RBS’s dramatic swing from a £7.3 billion statutory profit in 2007 to an eye-watering loss of over £24 billion in 2008 aptly illustrated the scale of the catastrophe. The rest, as they say, is history. But a very current question is whether taxpayers realized any return from the capital they injected into the banks. That’s a loaded question.
Value for money?
There’s been a huge focus since the GFC on this question of whether taxpayers received value for money or some sort of return for their largesse. I think it’s the wrong question.
Over 17 years, the British government recouped a little over £35 billion via three RBS accelerated bookbuilds, five directed share buybacks, a share trading plan, dividends, and various fees. That crystallized a £10.5 billion loss to taxpayers in cash terms. That’s a lot and there will be a backlash.
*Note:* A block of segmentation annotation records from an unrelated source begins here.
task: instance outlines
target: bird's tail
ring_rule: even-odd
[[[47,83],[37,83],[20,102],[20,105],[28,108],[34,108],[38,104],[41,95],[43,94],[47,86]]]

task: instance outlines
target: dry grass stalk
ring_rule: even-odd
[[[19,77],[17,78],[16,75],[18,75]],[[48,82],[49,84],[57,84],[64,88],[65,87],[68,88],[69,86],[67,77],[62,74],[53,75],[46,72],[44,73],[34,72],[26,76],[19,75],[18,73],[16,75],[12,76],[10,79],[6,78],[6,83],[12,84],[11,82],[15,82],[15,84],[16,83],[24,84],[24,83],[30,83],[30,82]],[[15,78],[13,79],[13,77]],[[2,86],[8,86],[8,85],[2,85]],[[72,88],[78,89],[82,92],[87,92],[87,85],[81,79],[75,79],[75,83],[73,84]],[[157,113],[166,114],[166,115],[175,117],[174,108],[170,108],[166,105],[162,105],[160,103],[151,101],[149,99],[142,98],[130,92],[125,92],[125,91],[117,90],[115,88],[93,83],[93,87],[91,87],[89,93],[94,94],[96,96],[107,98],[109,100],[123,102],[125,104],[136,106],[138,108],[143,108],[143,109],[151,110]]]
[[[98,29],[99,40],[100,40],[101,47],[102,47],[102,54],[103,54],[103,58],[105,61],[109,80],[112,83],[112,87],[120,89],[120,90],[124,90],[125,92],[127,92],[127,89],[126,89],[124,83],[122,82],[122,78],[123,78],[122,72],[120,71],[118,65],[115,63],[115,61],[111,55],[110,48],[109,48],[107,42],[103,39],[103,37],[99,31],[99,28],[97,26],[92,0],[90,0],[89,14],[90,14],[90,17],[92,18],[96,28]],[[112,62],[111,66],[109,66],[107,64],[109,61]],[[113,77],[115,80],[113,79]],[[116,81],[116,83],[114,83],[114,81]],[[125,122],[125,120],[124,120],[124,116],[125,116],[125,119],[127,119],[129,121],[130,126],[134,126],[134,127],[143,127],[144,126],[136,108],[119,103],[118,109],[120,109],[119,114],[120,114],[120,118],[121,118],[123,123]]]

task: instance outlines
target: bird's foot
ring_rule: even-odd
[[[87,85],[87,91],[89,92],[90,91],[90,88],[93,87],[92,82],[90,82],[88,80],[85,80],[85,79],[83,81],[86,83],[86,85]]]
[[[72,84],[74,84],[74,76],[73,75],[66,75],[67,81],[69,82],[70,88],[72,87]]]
But realizing value by turning a profit was not a consideration at the time nor should it be a determinant of value now. Amortized over 17 years, it can be argued that by preventing the financial Armageddon of the GFC from becoming even more apocalyptic, it was a modest price to pay. Same story with the then Lloyds TSB, into which the government had to inject £20 billion of capital for a 43% stake following the state-directed acquisition by Lloyds of the deeply distressed Halifax Bank of Scotland ( HBOS ).
The government reported that total proceeds from share sales and dividends with regard to Lloyds Bank was £900 million more than it had paid for the shares. The National Audit Office ( NAO ) noted in a report that that number excluded the government’s financing costs and that if financing costs were included, the government was estimated to have suffered a loss of between £3.2 billion and £5.9 billion, depending on the financing rate used. Again, that strikes me as a fair price for stability over years of state stewardship.
The NAO report into Lloyds acknowledged that the deficit “must be seen in the context of ensuring financial stability and protecting the wider economy”. Just like the government press release announcing its exit from NatWest on May 30th noted that the alternative to a bailout would have been a collapse with far greater economic costs and social consequences. I’d say that’s a reasonable assertion.
Seeking global superstardom
Bear in mind that the shrunken, restructured NatWest of today is a top 40, top 50 bank by size, but RBS was one of the top five banks in the world in the mid-2000s, having acquired the bigger National Westminster Bank ( NatWest ) in 2000, and then built a large commercial and investment banking footprint in the US and elsewhere through serial acquisition. At one point, RBS had a 10% stake in Bank of China.
And the NatWest that RBS acquired was the same NatWest that in the 1990s had also harboured ambitions to become the biggest bank in the world and had rapidly closed a succession of acquisitions to get there. Given its size, a collapse of RBS in 2008 would have had global repercussions.
In the heat of the GFC, governments were rightly more focused on regaining financial stability than figuring out whether they would make a future profit. Don’t forget that as well as RBS and Lloyds, the British government also had to rescue a bunch of reasonably-sized domestic retail banks: Northern Rock, Alliance & Leicester, Bradford & Bingley, and Britannia Building Society.
Concerted, immediate action rightly took precedence over a ponderous guesstimate of potential future value.
European banks still in state hands
As I mentioned at the top, European governments are still shareholders in a string of bailed-out banks:
The legacies of the GFC and the subsequent euro sovereign crisis are very much still with us. Let’s see where we will be at the 20th anniversary.